In this vein, Weiss drew laughs by moving stiltedly and mugging a wide-eyed goofy smile during a routine with Sachs and Don Sheehy '05 that involved very large rubber balls. It was as if his character were just as befuddled as the audience by the utter ridiculousness of passing and bouncing spheres the size of a dorm refrigerator.

The audience responded to such shenanigans by cheering for the jugglers to succeed. They even cheered after a dropped ball in order to acknowledge the trick's difficulty and lend encouragement.

In addition to onstage comedic bits, Weiss and his brother Daniel '01 created a short black-and-white film called Finnegan's Rake that mimicked the style of silent slapstick comedies.

But the show's most unexpected stunt was Juggle MIDI, a contraption that Weiss constructed in COS 436: Human-Computer Interface Technology with the aid of Professor Perry Cook (http://www.princeton.edu/~weiss/cos436project.html). Weiss strapped sensors to his right hand and the back of his right knee, with a third underneath his left foot. Every time he threw a ball from his right hand he played a note, and a combination of knee bending and foot-tapping changed the pitch. Weiss varied his juggling speeds while bending up and down in order to play "Hey Jude" and "Mary Had A Little Lamb."

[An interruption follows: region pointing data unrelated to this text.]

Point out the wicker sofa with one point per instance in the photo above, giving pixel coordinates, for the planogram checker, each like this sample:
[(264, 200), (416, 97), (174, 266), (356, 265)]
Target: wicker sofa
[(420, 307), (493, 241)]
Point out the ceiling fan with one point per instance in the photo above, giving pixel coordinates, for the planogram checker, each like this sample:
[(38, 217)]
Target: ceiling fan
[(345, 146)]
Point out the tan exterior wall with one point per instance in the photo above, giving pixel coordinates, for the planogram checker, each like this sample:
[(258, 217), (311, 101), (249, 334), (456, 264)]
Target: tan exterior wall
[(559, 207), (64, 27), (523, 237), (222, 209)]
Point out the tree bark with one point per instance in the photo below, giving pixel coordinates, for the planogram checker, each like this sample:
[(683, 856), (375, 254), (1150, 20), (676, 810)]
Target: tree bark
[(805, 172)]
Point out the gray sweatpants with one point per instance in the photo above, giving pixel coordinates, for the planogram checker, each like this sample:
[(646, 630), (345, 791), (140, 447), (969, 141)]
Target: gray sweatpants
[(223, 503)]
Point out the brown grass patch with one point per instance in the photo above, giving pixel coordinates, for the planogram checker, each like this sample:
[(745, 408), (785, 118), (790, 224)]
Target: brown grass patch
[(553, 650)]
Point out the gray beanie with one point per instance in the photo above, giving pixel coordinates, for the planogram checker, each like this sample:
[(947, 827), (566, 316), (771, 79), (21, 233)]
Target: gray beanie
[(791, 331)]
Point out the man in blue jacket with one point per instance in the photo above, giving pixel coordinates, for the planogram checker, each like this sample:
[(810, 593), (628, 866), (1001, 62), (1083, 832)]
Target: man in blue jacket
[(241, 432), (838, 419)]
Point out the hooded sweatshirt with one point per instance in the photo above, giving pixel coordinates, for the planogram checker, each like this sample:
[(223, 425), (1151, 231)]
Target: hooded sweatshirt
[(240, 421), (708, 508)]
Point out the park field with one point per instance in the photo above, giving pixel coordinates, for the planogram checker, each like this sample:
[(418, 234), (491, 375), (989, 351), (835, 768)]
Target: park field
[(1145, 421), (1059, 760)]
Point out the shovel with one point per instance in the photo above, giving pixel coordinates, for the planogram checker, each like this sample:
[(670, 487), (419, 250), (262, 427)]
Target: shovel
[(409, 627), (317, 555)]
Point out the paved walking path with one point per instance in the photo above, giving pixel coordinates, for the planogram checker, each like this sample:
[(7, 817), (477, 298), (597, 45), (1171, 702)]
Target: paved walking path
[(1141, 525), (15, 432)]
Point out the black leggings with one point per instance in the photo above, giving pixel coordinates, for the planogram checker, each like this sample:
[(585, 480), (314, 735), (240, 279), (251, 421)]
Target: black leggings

Valentine's Day celebrates love between two people. But, as these jugglers demonstrated, sometimes our most fervent passion is reserved for something as simple as keeping three balls aloft. In the final routine, Sachs's character observed, "Here at Princeton, you might say every one of us is a juggler on the roof." We are all trying to find love — for a partner or a hobby — without contracting gastroenteritis.